Error messages and remedies for Kubernetes

This describes common error messages and their remedies when running the Keycloak Benchmark suite on Kubernetes.

Keycloak message ERROR: Failed to obtain JDBC connection

Context

This error message can appear when running Keycloak with a relational database like PostgreSQL or CockroachDB.

Similar other error messages:

  • “Unable to acquire JDBC Connection”

  • “Sorry, acquisition timeout!”

This might happen during the startup and then the startup fails. It might also happen during a load test when Keycloak creates new database connections.

Cause

The database is either not started, or the number of database connections is exhausted in the current setup.

Remedy
  • Ensure that the database is running.

  • Ensure that the database didn’t restart, for example, due to an out-of-memory problem.

  • Ensure that the number of DB connections in total doesn’t exceed the maximum number of connections of the database. See the Keycloak deployment configuration options KC_DB_* for details.

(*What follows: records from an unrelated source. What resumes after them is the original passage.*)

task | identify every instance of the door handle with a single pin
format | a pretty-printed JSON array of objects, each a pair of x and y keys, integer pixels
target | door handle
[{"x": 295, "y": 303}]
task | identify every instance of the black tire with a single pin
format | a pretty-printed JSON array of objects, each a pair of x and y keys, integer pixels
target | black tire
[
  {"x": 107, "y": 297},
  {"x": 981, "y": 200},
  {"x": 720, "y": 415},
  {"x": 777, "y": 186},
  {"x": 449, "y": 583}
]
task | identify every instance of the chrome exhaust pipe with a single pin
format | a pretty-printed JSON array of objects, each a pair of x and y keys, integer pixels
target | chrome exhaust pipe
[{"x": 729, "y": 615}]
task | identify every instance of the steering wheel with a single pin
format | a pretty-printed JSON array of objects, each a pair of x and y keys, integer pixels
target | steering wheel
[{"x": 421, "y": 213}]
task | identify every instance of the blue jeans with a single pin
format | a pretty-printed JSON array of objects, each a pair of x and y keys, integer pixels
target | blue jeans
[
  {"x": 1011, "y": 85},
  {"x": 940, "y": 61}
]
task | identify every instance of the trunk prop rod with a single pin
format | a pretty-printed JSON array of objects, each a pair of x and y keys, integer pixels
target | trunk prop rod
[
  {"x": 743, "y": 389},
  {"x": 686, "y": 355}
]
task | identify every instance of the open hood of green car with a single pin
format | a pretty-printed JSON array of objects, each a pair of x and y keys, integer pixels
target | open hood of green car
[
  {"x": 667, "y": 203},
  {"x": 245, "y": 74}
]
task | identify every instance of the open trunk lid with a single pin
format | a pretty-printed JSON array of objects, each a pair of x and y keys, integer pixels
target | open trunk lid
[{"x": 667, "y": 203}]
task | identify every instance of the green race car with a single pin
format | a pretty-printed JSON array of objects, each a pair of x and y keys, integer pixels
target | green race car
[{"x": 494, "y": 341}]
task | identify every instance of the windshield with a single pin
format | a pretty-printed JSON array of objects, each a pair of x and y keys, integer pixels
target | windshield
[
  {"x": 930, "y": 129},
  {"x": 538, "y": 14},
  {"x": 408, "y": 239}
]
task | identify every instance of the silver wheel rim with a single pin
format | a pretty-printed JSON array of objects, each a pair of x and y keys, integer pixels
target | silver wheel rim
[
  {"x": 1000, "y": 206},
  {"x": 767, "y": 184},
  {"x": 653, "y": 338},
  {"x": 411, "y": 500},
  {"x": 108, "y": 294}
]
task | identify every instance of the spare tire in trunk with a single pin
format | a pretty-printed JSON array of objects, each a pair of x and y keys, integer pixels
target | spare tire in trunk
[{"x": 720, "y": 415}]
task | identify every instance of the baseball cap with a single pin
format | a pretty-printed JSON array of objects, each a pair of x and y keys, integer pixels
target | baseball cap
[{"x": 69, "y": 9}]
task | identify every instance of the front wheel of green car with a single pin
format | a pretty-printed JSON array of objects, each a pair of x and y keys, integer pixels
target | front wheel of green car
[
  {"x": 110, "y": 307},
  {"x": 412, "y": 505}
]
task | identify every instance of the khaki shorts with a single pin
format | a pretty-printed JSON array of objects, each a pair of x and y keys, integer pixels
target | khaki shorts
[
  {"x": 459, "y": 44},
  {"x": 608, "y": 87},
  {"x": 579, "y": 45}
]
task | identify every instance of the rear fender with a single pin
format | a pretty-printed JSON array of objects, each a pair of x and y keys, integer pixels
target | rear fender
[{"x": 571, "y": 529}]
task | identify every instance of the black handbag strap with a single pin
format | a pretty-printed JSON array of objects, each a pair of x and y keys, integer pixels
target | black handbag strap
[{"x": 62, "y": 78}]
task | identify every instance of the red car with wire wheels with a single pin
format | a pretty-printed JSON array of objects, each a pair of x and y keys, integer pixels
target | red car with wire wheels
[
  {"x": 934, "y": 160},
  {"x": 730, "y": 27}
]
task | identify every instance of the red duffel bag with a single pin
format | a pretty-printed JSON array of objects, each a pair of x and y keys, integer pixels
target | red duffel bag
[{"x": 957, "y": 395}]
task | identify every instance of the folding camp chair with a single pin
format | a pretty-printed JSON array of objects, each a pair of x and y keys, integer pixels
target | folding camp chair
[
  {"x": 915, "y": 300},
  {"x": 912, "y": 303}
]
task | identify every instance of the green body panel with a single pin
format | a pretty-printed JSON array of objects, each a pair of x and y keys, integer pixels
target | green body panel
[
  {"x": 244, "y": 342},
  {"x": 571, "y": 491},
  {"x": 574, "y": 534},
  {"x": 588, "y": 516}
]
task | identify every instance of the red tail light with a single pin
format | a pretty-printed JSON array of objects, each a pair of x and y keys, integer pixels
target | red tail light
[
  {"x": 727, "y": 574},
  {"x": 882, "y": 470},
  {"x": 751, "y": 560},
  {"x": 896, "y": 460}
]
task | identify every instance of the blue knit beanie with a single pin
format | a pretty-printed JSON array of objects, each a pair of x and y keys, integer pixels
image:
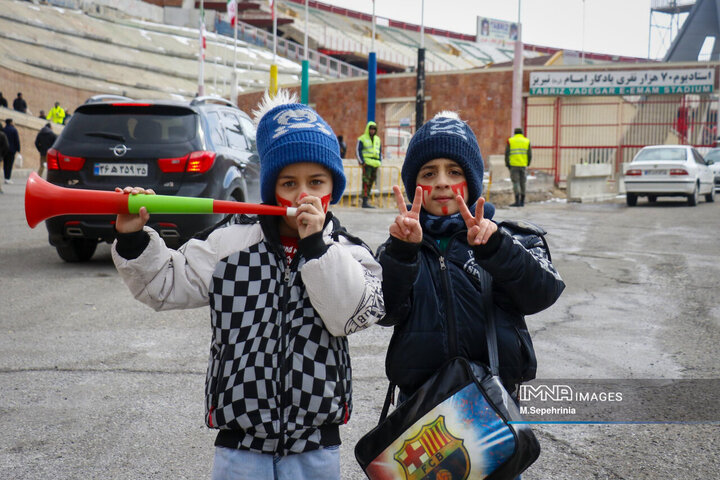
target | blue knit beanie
[
  {"x": 294, "y": 133},
  {"x": 445, "y": 136}
]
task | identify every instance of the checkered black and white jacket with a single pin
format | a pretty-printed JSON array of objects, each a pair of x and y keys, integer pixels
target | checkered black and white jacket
[{"x": 279, "y": 377}]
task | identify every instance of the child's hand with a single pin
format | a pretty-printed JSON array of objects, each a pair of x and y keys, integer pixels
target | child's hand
[
  {"x": 479, "y": 227},
  {"x": 310, "y": 216},
  {"x": 407, "y": 226},
  {"x": 128, "y": 222}
]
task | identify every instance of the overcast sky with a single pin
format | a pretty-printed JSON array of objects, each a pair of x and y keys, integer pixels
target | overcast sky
[{"x": 619, "y": 27}]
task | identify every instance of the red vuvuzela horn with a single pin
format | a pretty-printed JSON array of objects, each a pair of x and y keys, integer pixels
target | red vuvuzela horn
[{"x": 44, "y": 200}]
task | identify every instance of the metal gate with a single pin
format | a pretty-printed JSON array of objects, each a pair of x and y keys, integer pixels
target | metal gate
[{"x": 569, "y": 130}]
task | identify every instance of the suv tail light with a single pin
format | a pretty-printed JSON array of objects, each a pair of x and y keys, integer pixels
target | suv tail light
[
  {"x": 195, "y": 162},
  {"x": 201, "y": 162},
  {"x": 173, "y": 165},
  {"x": 58, "y": 161}
]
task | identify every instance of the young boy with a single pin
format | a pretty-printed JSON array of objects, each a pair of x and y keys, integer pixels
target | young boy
[
  {"x": 284, "y": 292},
  {"x": 440, "y": 255}
]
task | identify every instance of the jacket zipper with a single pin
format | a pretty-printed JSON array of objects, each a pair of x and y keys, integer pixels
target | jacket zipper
[
  {"x": 452, "y": 331},
  {"x": 283, "y": 356}
]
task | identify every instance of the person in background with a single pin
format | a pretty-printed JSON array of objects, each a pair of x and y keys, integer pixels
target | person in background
[
  {"x": 4, "y": 147},
  {"x": 19, "y": 104},
  {"x": 43, "y": 141},
  {"x": 518, "y": 155},
  {"x": 284, "y": 293},
  {"x": 369, "y": 156},
  {"x": 343, "y": 146},
  {"x": 14, "y": 143},
  {"x": 56, "y": 114}
]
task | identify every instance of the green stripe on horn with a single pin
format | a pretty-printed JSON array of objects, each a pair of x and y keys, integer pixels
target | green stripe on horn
[{"x": 169, "y": 204}]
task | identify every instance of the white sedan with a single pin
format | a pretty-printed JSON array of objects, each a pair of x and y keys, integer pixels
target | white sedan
[
  {"x": 667, "y": 171},
  {"x": 713, "y": 159}
]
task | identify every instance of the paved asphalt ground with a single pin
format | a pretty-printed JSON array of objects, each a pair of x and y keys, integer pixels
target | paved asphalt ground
[{"x": 94, "y": 385}]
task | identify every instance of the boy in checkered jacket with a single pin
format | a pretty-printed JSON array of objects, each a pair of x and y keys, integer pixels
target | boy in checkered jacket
[{"x": 284, "y": 293}]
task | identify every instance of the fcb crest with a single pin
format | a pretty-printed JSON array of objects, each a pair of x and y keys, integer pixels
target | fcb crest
[{"x": 434, "y": 453}]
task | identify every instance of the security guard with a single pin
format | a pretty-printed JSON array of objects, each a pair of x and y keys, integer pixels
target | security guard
[
  {"x": 369, "y": 155},
  {"x": 518, "y": 155},
  {"x": 57, "y": 114}
]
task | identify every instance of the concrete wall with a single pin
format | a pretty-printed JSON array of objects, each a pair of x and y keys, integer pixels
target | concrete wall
[
  {"x": 27, "y": 126},
  {"x": 481, "y": 97},
  {"x": 41, "y": 94}
]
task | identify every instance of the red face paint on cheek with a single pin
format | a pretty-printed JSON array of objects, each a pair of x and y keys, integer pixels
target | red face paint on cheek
[
  {"x": 459, "y": 189},
  {"x": 426, "y": 192},
  {"x": 325, "y": 202},
  {"x": 283, "y": 202}
]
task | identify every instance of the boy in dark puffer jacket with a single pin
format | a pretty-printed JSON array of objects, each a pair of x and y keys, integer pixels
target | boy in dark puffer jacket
[{"x": 443, "y": 251}]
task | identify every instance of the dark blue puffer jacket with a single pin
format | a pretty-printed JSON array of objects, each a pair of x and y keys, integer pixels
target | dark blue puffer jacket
[{"x": 435, "y": 302}]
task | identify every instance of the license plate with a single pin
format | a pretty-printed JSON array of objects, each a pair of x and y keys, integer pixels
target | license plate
[{"x": 121, "y": 169}]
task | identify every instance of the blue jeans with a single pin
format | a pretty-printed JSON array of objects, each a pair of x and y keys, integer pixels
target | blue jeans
[{"x": 322, "y": 464}]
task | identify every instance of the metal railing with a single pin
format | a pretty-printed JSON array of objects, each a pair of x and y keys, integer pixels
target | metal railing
[{"x": 323, "y": 64}]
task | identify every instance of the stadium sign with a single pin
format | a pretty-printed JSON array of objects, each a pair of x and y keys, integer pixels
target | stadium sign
[{"x": 631, "y": 82}]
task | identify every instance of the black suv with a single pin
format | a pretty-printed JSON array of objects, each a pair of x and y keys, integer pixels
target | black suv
[{"x": 203, "y": 148}]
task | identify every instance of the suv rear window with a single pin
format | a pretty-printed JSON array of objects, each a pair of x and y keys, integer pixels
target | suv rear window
[
  {"x": 145, "y": 125},
  {"x": 655, "y": 154}
]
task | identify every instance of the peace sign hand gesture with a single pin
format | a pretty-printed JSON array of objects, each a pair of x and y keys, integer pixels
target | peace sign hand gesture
[
  {"x": 479, "y": 228},
  {"x": 407, "y": 226}
]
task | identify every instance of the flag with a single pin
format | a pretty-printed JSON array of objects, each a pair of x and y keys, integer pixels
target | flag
[{"x": 232, "y": 12}]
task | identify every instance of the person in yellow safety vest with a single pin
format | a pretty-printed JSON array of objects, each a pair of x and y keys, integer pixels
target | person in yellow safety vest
[
  {"x": 369, "y": 155},
  {"x": 57, "y": 114},
  {"x": 518, "y": 155}
]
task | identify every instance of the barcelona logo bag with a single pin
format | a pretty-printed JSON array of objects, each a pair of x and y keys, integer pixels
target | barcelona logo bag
[{"x": 459, "y": 425}]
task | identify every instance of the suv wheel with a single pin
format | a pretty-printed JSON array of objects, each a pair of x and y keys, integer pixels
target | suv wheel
[{"x": 77, "y": 250}]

  • Ensure that Keycloak doesn’t try to use more connections than configured as maximum numbers of connections.

Caution
  • Under high load, the number of database connections is usually the constraint of the system. Having Keycloak running into a “Sorry, acquisition timeout” and returning an HTTP 5xx code to the caller is a sensible load shedding mechanism. See Keycloak under load for details.

Keycloak message RETRY_SERIALIZABLE

Full message

org.postgresql.util.PSQLException, ERROR: restart transaction: TransactionRetryWithProtoRefreshError: TransactionRetryError: retry txn (RETRY_SERIALIZABLE - failed preemptive refresh due to a conflict: intent on key /Table/137/…​ See: https://www.cockroachlabs.com/docs/v22.1/transaction-retry-error-reference.html#retry_serializable

Context

This error message can appear when running Keycloak with CockroachDB, both single node or multi node with the operator.

This might happen during the load test while Keycloak processes requests.

Cause

Some transactions are not fully serializable as data has been modified in parallel transactions.

Effect

The database rolls back the transaction and asks the caller to repeat the request. Some users see error messages.

Remedy
  • Analyze the request/URL where this happens by looking at the log, and discuss this with engineers.

  • Use the following SQL to determine the table which is causing the problems, which would by 137 in the example given above:

    SELECT DISTINCT ti.descriptor_name as table_name, us.table_id
      FROM  crdb_internal.index_usage_statistics us, crdb_internal.table_indexes ti
      WHERE us.table_id = ti.descriptor_id ORDER BY us.table_id ASC;

Keycloak message prepared transactions are disabled

Full message

org.postgresql.util.PSQLException: ERROR: prepared transactions are disabled. Hint: Set max_prepared_transactions to a nonzero value.

Context

This happens when the transaction manager or Quarkus handles more than one transaction in a request, and one of the transactions is handled by a PostgreSQL database.

Cause

Once the transaction manager of Quarkus bundles two transactions, it sends a PREPARE TRANSACTION command to the database before sending the commit after all transactions have been prepared. For this to work, the database needs to have the max_prepared_transactions parameter set.

Effect

No transactions against the PostgreSQL database complete.

Remedy

Pass the parameters -c max_prepared_transactions=xxx to the database. For the containerized database in the Kubernetes setup, this has been configured in postgres-deployment.yaml.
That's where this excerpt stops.